Mimpi Buruk Emiten Berstatus HSC
:
0
Ilustrasi Saham dengan Kepemilikan Terkonsentrasi Tinggi (HSC). Foto:AI/EmitenNews
EmitenNews.com - Bursa Efek Indonesia (BEI) melakukan penyesuaian kriteria evaluasi indeks IDX30, LQ45, dan IDX80. Itu dilakukan supaya indeks lebih merepresentasikan dinamika pasar. Penyesuaian dilakukan bersandar pada sejumlah ketentuan.
Penyesuaian tersebut akan berlaku pada evaluasi mayor April 2026, dan efektif pada hari bursa pertama bulan Mei 2026. Tepatnya, pada Senin, 4 Mei 2026. Berdasar hasil penyesuaian itu, maka kriteria universe untuk indeks IDX80 menjadi enam lapis dari sebelumnya hanya lima kriteria.
Pertama, saham-saham konstituen Indeks Harga Saham Gabungan (IHSG) yang sudah tercatat lebih dari 6 bulan. Kedua 150 saham berdasarkan nilai transaksi di pasar reguler tertinggi selama 12 bulan terakhir. Ketiga, memenuhi batasan minimum kapitalisasi pasar free float yang ditentukan oleh BEI. Keempat, paling banyak 1 hari tidak ditransaksikan dalam 6 bulan terakhir.
Kelima, memiliki minimum rasio free float sebesar 10 persen atau sesuai ketentuan pemenuhan free float dalam Peraturan I-A (mana lebih tinggi).

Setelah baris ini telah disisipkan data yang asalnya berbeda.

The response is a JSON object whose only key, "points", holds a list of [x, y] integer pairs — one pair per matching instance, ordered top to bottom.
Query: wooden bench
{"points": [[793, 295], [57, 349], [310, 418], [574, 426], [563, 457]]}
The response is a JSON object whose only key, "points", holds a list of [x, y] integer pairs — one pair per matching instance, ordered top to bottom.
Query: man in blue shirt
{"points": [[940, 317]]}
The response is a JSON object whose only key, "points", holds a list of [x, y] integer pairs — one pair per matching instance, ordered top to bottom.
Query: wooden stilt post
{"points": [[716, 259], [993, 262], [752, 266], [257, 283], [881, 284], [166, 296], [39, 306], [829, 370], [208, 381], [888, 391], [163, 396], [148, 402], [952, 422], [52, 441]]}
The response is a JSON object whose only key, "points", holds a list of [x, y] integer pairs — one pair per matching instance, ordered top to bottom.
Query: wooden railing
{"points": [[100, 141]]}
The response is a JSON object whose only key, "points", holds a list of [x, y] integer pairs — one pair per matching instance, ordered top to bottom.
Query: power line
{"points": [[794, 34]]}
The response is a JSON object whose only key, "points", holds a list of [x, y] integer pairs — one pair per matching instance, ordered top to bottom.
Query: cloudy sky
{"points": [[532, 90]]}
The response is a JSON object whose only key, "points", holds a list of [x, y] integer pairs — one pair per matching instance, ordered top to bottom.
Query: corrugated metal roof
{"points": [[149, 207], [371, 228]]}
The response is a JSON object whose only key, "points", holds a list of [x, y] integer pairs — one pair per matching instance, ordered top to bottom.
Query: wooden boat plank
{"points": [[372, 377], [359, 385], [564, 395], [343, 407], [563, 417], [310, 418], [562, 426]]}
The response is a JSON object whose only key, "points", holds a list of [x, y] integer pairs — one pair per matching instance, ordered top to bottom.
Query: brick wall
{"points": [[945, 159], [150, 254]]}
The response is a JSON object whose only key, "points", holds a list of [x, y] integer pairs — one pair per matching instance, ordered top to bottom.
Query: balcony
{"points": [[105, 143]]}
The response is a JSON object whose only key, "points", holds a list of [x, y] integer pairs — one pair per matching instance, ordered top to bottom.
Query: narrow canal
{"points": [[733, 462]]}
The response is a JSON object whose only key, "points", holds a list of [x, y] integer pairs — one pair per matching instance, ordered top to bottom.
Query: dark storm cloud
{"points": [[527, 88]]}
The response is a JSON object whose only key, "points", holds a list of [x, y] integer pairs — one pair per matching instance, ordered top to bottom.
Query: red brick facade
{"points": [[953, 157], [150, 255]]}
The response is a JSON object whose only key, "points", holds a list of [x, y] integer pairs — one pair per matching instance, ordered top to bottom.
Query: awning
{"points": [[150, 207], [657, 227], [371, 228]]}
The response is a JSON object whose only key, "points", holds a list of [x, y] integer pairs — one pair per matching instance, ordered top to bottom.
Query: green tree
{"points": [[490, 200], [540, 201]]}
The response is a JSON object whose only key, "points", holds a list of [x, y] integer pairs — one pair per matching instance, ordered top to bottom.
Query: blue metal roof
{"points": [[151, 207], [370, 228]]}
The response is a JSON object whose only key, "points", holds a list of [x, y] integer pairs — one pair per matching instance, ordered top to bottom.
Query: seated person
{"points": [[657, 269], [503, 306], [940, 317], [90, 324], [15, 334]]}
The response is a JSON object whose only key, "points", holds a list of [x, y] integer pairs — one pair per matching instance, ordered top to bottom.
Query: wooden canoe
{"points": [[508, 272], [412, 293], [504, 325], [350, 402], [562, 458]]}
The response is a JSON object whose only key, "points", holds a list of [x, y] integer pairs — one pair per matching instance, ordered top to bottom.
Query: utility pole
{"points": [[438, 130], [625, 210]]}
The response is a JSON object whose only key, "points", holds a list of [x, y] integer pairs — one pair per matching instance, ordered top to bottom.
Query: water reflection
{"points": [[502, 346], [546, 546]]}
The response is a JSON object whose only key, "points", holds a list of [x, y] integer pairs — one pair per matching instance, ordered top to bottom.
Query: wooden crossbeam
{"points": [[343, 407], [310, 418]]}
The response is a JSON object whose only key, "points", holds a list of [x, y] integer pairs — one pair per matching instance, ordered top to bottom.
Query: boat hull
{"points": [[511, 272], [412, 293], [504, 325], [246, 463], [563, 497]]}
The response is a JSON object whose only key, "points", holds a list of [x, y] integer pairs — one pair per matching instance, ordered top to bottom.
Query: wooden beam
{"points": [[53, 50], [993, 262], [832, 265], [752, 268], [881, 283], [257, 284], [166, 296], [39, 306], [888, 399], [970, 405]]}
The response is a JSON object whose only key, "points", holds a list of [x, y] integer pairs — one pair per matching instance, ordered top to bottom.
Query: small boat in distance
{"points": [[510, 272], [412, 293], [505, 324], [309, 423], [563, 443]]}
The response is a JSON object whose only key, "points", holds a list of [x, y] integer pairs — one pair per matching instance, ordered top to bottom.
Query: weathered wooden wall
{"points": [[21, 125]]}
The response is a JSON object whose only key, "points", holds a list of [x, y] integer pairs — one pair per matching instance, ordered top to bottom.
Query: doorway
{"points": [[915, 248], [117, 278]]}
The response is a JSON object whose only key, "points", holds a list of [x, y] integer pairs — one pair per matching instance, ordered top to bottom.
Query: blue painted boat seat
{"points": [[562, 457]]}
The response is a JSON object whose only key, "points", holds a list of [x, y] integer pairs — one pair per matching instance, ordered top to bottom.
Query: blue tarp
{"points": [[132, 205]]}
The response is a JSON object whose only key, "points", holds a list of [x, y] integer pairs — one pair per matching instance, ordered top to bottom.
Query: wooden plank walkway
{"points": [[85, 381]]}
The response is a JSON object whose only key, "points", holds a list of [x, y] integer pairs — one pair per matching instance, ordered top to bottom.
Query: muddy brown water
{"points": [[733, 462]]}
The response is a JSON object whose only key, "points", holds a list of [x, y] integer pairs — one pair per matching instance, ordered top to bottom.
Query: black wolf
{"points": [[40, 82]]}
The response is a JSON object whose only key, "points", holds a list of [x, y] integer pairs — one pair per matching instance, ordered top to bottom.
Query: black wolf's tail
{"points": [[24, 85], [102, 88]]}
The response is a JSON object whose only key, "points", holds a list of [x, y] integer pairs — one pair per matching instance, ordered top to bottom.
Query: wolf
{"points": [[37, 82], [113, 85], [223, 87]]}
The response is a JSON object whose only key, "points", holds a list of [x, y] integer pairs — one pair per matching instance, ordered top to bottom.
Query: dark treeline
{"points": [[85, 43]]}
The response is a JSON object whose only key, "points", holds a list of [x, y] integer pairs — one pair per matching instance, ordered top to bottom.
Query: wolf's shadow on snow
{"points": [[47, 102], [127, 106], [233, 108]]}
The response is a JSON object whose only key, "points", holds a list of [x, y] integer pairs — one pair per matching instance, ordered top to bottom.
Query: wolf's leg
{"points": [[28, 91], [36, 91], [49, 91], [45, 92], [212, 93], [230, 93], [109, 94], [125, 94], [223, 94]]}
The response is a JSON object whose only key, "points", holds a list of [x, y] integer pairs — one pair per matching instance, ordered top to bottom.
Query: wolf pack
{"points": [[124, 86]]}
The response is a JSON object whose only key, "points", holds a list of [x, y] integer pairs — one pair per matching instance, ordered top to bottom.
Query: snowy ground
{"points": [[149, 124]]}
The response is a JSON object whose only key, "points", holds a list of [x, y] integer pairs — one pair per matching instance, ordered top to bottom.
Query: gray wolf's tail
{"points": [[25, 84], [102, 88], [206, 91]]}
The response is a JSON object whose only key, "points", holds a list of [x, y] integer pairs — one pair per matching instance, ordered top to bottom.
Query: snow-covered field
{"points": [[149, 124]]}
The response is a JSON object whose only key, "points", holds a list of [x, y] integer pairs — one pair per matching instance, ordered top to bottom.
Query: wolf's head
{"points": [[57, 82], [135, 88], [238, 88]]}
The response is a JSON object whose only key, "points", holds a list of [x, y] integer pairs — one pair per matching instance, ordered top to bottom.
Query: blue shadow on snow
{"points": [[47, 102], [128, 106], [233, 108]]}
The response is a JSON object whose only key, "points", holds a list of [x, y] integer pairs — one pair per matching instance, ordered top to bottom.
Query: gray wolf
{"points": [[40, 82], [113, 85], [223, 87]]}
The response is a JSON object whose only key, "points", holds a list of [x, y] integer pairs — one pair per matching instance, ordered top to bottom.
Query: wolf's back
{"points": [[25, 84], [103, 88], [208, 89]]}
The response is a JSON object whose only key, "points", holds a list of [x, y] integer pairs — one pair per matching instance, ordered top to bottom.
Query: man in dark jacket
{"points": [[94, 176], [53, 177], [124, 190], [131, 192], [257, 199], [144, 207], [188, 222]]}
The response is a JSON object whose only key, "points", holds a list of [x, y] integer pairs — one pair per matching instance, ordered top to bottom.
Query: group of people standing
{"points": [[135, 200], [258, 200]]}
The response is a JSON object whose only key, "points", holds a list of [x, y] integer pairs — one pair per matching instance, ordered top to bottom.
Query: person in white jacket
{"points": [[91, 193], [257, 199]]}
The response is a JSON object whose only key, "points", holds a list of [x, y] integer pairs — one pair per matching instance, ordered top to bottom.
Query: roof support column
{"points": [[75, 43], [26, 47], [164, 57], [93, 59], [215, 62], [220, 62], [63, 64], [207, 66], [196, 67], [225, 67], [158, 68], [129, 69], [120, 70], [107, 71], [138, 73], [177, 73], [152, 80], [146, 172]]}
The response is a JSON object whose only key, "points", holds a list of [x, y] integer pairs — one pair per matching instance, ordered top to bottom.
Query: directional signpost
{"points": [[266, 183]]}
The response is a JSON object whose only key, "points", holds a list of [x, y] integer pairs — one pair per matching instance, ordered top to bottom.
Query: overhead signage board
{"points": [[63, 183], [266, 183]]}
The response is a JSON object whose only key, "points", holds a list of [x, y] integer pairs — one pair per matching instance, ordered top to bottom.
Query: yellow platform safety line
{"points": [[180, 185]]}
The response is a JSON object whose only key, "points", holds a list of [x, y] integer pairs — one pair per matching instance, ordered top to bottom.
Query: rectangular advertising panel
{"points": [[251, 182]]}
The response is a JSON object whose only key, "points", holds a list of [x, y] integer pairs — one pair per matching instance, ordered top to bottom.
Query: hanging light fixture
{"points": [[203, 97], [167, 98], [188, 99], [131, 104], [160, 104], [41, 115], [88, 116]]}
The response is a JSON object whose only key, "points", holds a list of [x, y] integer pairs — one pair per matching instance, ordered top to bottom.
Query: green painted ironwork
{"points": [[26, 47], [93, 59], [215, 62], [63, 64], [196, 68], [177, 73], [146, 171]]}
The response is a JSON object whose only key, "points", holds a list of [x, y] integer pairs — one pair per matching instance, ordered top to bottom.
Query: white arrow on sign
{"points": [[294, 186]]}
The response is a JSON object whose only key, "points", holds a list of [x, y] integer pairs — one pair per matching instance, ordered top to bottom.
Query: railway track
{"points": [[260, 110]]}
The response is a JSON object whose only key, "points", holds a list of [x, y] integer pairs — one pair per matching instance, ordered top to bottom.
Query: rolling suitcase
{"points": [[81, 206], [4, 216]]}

Dan, tambahan teranyar tidak masuk dalam data kepemilikan saham atas perusahaan tercatat yang terkonsentrasi pada sejumlah kecil pemegangsaham alias High Shareholding Concentration (HSC).
Acuan rasio free float mengikuti ketentuan Peraturan Nomor I-A pada tanggal 31 Maret 2026 dan Surat Edaran Nomor SE- 00004/BEI/03-2026. Nah, tambahan bebas HSC tentu menjadi mimpi buruk bagi sejumlah perusahaan tercatat. Tersebab ada 9 emiten telah menyandang label, status, dan bertato HSC dipastikan tidak bakal bisa masuk indeks IDX30, LQ45, dan IDX80.
Berdasar data Bursa Efek Indonesia per 31 Maret 2026, sembilan perusahaan tercatat berstatus HSC. Yaitu, Lima Dua Lima Tiga (LUCY) sebesar 95,47 persen, Ifishdeco (IFSH) sebesar 99,77 persen, Barito Renewables Energy (BREN) sebesar 97,31 persen, Dian Swastatika Sentosa (DSSA) sebesar 95,76 persen.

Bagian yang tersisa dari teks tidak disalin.